Zhuang Rui ne connaissait pas grand-chose aux objets divers comme les épées, mais il en possédait les connaissances de base. Les épées anciennes étaient toutes forgées à la main, et le savoir-faire était d'une finesse exceptionnelle. Certaines techniques restent encore impossibles à reproduire aujourd'hui.

Cependant, en raison des limitations des matériaux utilisés pour leur fabrication, les épées sont toutes faites de cuivre et de fer et ne bénéficient d'aucun traitement anticorrosion. Après des milliers d'années, elles finissent inévitablement par rouiller. Même les épées célèbres transmises de génération en génération, telles que Longquan, Tai'a et Yuchang, n'y échappent pas.

Zhuang Rui commença par examiner les répliques d'épées dont le commerçant avait parlé. Effectivement, bien que les épées affichaient un style ancien et fussent si brillantes qu'elles semblaient presque réfléchissantes, un examen plus attentif révélait de nombreuses traces de fabrication moderne. Bien que Zhuang Rui fût un profane en la matière, il parvint tout de même à déceler quelques indices.

« Le propriétaire de cet endroit est une personne aimable et honnête... »

Après avoir utilisé son énergie spirituelle pour les identifier, Zhuang Rui fit un compte rendu au commerçant, puis se tourna vers les étagères remplies de ce que ce dernier appelait des épées et des couteaux anciens.

Les épées sur les étagères de gauche sont nettement moins brillantes, et beaucoup sont couvertes d'une épaisse couche de rouille. À les regarder, on croirait presque entendre le hennissement des chevaux et le choc des épées sur le champ de bataille d'il y a des milliers d'années !

Chapitre 609 Épées et lames (Partie 2)

Au lieu d'utiliser immédiatement son énergie spirituelle pour enquêter, Zhuang Rui sortit une paire de gants blancs de sa poche et les enfila. Il prit ensuite le sabre japonais le plus proche de lui, qui était dans son fourreau, et commença à l'examiner attentivement.

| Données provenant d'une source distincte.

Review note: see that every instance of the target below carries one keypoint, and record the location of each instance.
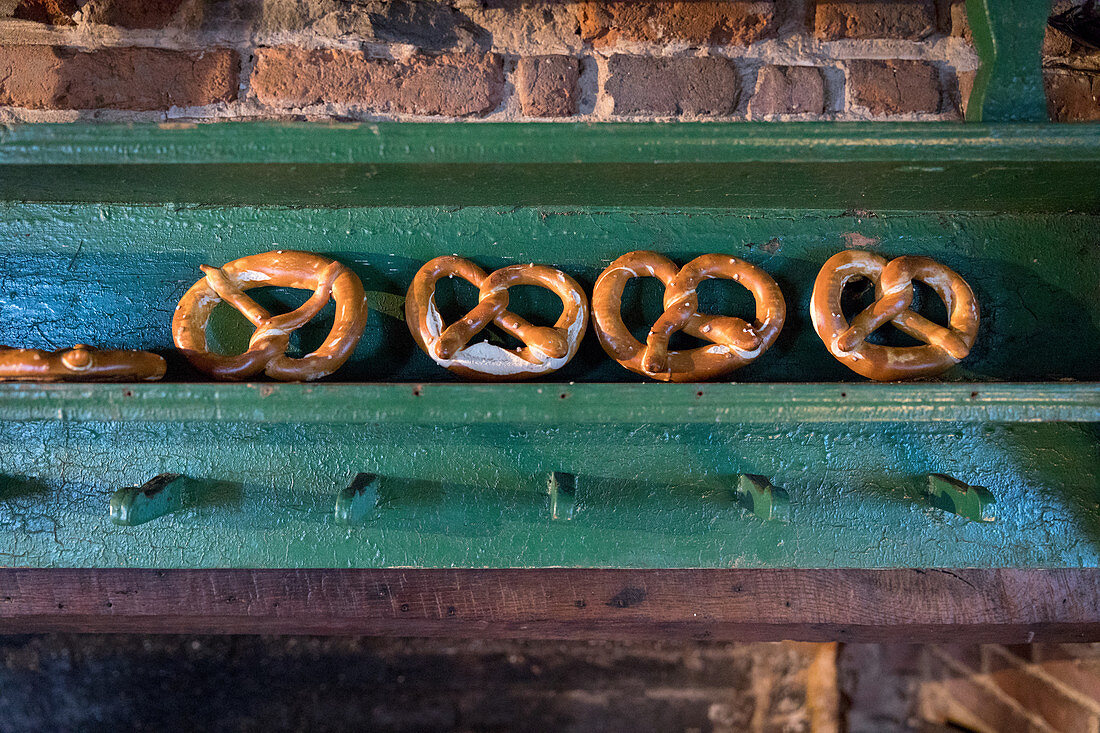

Pour apprécier les antiquités, l'expérience pratique est primordiale. Comme le disait le maître d'études chinoises que Zhuang Rui rencontra un jour et qui fut également le professeur de M. Jin

: «

Si je peux attester de l'authenticité d'une antiquité, c'est parce que je sais où se trouvent les véritables et que je les ai déjà vues. Plus j'en vois, plus je suis capable de distinguer le vrai du faux…

»

Les propos de ce maître illustrent qu'avec une solide expérience pratique, on peut parfois distinguer naturellement les objets authentiques des contrefaçons, car ces dernières sont dépourvues de cette lourde trace d'histoire. Bien entendu, ces différences subtiles échappent aux néophytes.

Le sabre de samouraï que tient Zhuang Rui est un sabre japonais typique. Zhuang Rui en a mesuré la longueur, fourreau compris, et a constaté qu'il mesurait près de 1,7 mètre, du sol à son épaule.

Le katana est orné de motifs raffinés. Le fermoir du fourreau est incrusté d'argent pur, et l'un des côtés du fourreau est gravé de figures de samouraïs, de fleurs, d'insectes et d'oiseaux.

Les figures sur le fourreau sont quelque peu floues, comme si elles avaient été manipulées fréquemment et usées au point d'être difficiles à discerner.

De l'autre côté du fourreau était gravée une femme japonaise desserrant ses vêtements et élargissant sa ceinture, dégageant charme et séduction. Bien sûr, aux yeux de Zhuang Rui, c'était d'une beauté envoûtante.

« Zut ! Ça a toujours été une tradition dans les nations insulaires… »

À en juger par le style de ce sabre de samouraï, il devrait dater de l'époque de Toyotomi Hideyoshi, au XVe siècle. Il a été conservé pendant cinq ou six siècles. Si ce sabre est authentique, il est en effet d'une grande valeur.

Dans un sifflement, Zhuang Rui dégaina son katana de quelques centimètres supplémentaires, et une lumière éclatante apparut aussitôt. La lame était recouverte d'un célèbre motif de lumière sombre, plat, fragmenté et multicouche, d'une extrême finesse.